For more on Ghalib's unpublished verses, see the discussion in {4,8x}. See also the overview index.

Bihzad was a legendarily famous Persian painter. For Ghalib's few verses about drawing or painting, see {6,1}.

The first line is simply obscure; even when-- after the usual mushairah-performance delay-- we're allowed to hear the second line, the punch-word shaanah is withheld until the last possible moment, so that its closural effect is as thrilling and almost explosive as possible.

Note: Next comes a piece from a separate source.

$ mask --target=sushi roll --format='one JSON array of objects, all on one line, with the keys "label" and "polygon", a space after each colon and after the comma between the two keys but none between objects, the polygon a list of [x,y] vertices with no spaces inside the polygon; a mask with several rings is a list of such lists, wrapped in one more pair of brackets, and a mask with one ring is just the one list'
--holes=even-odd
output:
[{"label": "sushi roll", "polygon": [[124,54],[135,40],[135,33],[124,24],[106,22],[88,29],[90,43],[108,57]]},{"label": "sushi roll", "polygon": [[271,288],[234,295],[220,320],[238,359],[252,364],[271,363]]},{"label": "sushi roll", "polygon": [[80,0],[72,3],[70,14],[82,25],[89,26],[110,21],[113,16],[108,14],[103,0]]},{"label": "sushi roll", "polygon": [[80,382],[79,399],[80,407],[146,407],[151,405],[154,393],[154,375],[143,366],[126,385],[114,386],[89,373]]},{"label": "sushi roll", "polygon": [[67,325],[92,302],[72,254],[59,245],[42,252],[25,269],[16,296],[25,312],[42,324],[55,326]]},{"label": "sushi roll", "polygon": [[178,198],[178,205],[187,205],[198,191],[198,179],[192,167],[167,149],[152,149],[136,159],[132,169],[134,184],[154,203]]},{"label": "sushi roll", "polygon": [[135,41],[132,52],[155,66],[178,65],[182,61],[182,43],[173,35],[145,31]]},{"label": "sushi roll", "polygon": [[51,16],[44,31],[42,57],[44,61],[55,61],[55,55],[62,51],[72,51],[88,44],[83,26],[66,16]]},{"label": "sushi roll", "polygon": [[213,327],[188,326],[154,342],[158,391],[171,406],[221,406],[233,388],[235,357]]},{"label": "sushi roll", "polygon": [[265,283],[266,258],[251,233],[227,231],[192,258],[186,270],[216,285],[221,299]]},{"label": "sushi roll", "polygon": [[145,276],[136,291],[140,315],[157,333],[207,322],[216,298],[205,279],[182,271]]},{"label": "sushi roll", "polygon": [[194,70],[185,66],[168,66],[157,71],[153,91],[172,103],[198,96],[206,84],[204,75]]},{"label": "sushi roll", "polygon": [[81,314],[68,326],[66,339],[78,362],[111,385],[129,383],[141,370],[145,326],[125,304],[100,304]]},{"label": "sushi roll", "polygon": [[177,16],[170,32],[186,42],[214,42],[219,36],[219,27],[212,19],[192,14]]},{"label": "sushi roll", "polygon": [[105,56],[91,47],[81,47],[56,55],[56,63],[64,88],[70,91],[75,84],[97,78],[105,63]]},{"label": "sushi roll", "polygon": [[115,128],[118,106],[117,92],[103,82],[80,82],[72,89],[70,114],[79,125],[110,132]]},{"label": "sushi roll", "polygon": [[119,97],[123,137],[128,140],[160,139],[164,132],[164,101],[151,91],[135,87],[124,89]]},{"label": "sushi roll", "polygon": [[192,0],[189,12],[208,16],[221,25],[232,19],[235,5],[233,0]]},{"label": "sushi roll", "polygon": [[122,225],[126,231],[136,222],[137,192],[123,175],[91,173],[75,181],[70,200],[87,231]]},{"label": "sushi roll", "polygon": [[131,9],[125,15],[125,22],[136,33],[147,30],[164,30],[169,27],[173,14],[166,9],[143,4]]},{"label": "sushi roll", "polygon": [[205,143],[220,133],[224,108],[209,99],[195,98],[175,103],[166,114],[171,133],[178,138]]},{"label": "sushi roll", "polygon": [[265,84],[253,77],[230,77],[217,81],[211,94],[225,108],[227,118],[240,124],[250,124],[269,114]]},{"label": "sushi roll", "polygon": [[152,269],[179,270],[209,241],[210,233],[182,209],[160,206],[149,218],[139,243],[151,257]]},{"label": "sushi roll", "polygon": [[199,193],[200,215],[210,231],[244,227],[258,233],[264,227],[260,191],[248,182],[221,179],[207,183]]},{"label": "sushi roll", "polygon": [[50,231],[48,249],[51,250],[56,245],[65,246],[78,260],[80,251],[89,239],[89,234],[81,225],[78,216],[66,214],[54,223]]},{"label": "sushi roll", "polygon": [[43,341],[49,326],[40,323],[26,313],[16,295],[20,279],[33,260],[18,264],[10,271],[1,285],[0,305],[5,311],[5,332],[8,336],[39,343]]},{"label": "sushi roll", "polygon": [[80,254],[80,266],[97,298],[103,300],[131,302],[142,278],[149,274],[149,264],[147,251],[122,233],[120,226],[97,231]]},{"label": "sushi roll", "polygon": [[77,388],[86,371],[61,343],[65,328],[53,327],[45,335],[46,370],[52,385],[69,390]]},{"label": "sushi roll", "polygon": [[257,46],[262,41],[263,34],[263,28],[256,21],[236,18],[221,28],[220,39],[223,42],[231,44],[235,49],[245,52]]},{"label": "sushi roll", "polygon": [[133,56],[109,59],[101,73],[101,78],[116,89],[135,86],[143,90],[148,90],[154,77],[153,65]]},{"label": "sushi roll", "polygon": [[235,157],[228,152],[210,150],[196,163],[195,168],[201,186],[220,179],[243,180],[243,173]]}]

The verse plays with the multivalent possibilities of khe;Nchnaa (see the definition above). It's a piece of rare good fortune that we have something of the same in the English 'draw', which can refer either to the making of a picture or act of pulling or dragging ('a horse-drawn cart'). In fact a definition of 'to comb' is 'to untangle or arrange (the hair) by drawing a comb through it'. The obvious reading of the second line instructs Bihzad that if the beloved's curls cannot be 'drawn' ('delineated, sketched, traced'), then he should evoke them: he should 'draw' ('delineate, sketch, paint') a picture of a comb. Only in retrospect can we recognize the 'hundred-fissured heart' in the first line as resembling, or even constituting, such a comb.

Moreover, there's a truly rakish reading, in which Bihzad is told that if the beloved's curls cannot be 'drawn' (either 'delineated, sketched, traced' or 'drawn out, extended, stretched'), then he should 'draw' ('draw, drag, pull') a comb through them!